Several medications used to regulate blood glucose have been hypothesized to improve COVID- 19 related outcomes in patients with T2DM;20-28 however, there currently are no data to support these hypotheses or to provide rationale for a randomized trial. The objective of this multinational retrospective cohort study was to investigate whether the use of T2DM medications is associated with improved outcomes in patients with COVID-19 and T2DM.

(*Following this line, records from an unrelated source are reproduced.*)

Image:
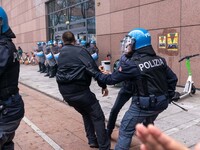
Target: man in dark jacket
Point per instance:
(11, 104)
(73, 82)
(154, 84)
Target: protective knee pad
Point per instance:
(96, 112)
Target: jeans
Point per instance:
(133, 116)
(122, 97)
(87, 105)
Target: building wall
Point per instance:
(27, 20)
(115, 18)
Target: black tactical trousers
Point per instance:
(87, 105)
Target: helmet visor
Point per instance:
(126, 44)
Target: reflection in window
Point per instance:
(75, 15)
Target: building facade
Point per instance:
(173, 24)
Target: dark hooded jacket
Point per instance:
(72, 76)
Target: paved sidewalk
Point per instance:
(52, 125)
(183, 126)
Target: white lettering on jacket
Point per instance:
(151, 64)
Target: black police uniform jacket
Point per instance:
(9, 74)
(148, 73)
(72, 75)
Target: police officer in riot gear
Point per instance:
(93, 50)
(153, 81)
(11, 103)
(41, 57)
(73, 82)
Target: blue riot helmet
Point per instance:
(83, 43)
(3, 21)
(39, 43)
(139, 38)
(60, 43)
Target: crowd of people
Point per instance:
(148, 81)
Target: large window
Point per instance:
(77, 16)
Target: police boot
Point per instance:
(53, 72)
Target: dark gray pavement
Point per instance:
(181, 125)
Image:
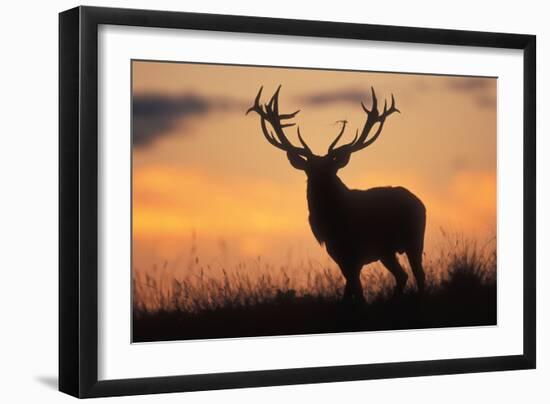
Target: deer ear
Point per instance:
(342, 159)
(296, 161)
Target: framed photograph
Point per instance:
(251, 201)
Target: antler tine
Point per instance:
(335, 141)
(373, 117)
(256, 106)
(304, 144)
(270, 113)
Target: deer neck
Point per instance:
(325, 194)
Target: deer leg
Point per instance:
(415, 259)
(397, 271)
(353, 288)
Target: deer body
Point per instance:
(356, 226)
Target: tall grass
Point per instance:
(460, 265)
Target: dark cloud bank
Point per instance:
(155, 115)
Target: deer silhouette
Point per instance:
(357, 226)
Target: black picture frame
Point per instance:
(78, 201)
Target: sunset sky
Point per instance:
(203, 170)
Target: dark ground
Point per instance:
(462, 301)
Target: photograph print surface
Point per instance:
(283, 201)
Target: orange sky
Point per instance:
(200, 166)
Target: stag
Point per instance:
(357, 227)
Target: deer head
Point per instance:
(302, 158)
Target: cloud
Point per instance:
(154, 115)
(350, 95)
(468, 83)
(481, 89)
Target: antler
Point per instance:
(270, 113)
(373, 116)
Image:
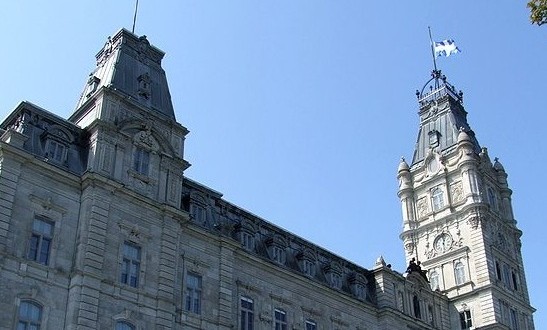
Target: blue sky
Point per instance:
(299, 111)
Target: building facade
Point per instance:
(100, 229)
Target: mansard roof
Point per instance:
(130, 65)
(41, 128)
(442, 117)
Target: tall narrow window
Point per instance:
(515, 280)
(459, 272)
(278, 254)
(514, 320)
(247, 314)
(465, 320)
(193, 293)
(280, 320)
(311, 325)
(131, 264)
(198, 213)
(141, 160)
(30, 316)
(437, 199)
(123, 325)
(40, 241)
(491, 195)
(434, 280)
(416, 305)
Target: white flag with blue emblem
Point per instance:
(445, 48)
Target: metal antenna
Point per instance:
(432, 49)
(135, 16)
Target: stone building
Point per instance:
(100, 229)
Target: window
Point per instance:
(30, 316)
(280, 320)
(498, 270)
(131, 264)
(437, 198)
(336, 280)
(141, 160)
(311, 325)
(416, 305)
(247, 240)
(193, 293)
(465, 320)
(434, 280)
(514, 320)
(40, 241)
(278, 254)
(515, 281)
(198, 213)
(491, 195)
(400, 301)
(506, 275)
(308, 267)
(459, 272)
(123, 325)
(247, 314)
(55, 151)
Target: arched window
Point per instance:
(437, 199)
(30, 316)
(491, 195)
(416, 306)
(459, 272)
(123, 325)
(434, 280)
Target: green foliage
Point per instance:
(538, 11)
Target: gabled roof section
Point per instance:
(130, 65)
(442, 116)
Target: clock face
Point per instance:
(443, 242)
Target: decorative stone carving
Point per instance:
(456, 191)
(422, 207)
(474, 222)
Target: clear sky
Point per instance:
(299, 111)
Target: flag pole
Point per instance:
(135, 16)
(432, 50)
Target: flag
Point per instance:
(445, 48)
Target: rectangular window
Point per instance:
(247, 315)
(40, 241)
(193, 293)
(280, 320)
(465, 320)
(514, 320)
(30, 316)
(56, 151)
(311, 325)
(437, 199)
(131, 264)
(198, 213)
(141, 160)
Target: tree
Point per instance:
(538, 11)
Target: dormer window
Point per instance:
(437, 199)
(56, 151)
(434, 138)
(92, 85)
(141, 160)
(278, 254)
(276, 249)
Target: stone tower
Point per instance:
(126, 108)
(458, 221)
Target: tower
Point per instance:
(458, 220)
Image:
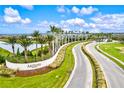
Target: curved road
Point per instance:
(113, 73)
(82, 76)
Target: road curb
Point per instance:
(75, 66)
(105, 76)
(89, 65)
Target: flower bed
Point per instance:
(57, 63)
(60, 57)
(6, 72)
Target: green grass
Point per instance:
(20, 59)
(56, 78)
(111, 49)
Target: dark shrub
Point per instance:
(2, 59)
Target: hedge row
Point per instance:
(60, 58)
(6, 72)
(98, 76)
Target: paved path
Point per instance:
(82, 76)
(113, 73)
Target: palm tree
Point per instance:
(36, 35)
(42, 40)
(50, 38)
(12, 41)
(55, 32)
(25, 42)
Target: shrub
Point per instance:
(2, 59)
(29, 53)
(6, 72)
(45, 51)
(59, 59)
(18, 52)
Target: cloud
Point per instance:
(75, 21)
(84, 11)
(75, 9)
(13, 16)
(109, 22)
(87, 11)
(61, 9)
(26, 21)
(28, 7)
(46, 24)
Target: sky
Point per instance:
(19, 19)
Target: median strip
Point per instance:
(110, 57)
(98, 76)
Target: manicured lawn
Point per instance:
(5, 53)
(55, 78)
(114, 49)
(20, 59)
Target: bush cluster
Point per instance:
(59, 59)
(6, 72)
(99, 76)
(2, 59)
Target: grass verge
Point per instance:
(118, 63)
(56, 78)
(98, 76)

One such class of medications includes glucagon-like peptide-1 receptor (GLP-1R) agonists. GLP-1 is a hormone produced by L cells in the small intestine that increases insulin release, decreases glucagon release, and decreases gastric emptying.29 GLP-1R agonists are an approved and effective treatment for obesity and T2DM,30-32 and may have a protective effect for severe
outcomes of COVID-19 in patients with fatty liver disease.33 In patients with T2DM, GLP-1R agonists control blood glucose, reduce elevated glycated hemoglobin (HbA1c), and decrease both cardiovascular risk34 and the frequency of major adverse cardiac events.35,36 GLP-1R agonists also have positive effects on body weight, body mass index (BMI), blood pressure, and cholesterol.29,37
Of particular interest, GLP-1R agonists have been shown to decrease inflammatory cytokines in animals38 and humans.37,39 Other medications for T2DM that have anti-inflammatory effects include dipeptidyl peptidase-4 (DPP-4) inhibitors which block the breakdown of GLP-1 and have been shown to regulate other coronaviruses,40 and pioglitazone which is a thiazolidinedione.23,41
We hypothesized that the use of GLP-1R agonists, DPP-4 inhibitors or pioglitazone within 6 months prior to the diagnosis of COVID-19 would reduce hospital admissions, respiratory complications, and mortality within 28 days following the diagnosis of COVID-19 in patients with T2DM.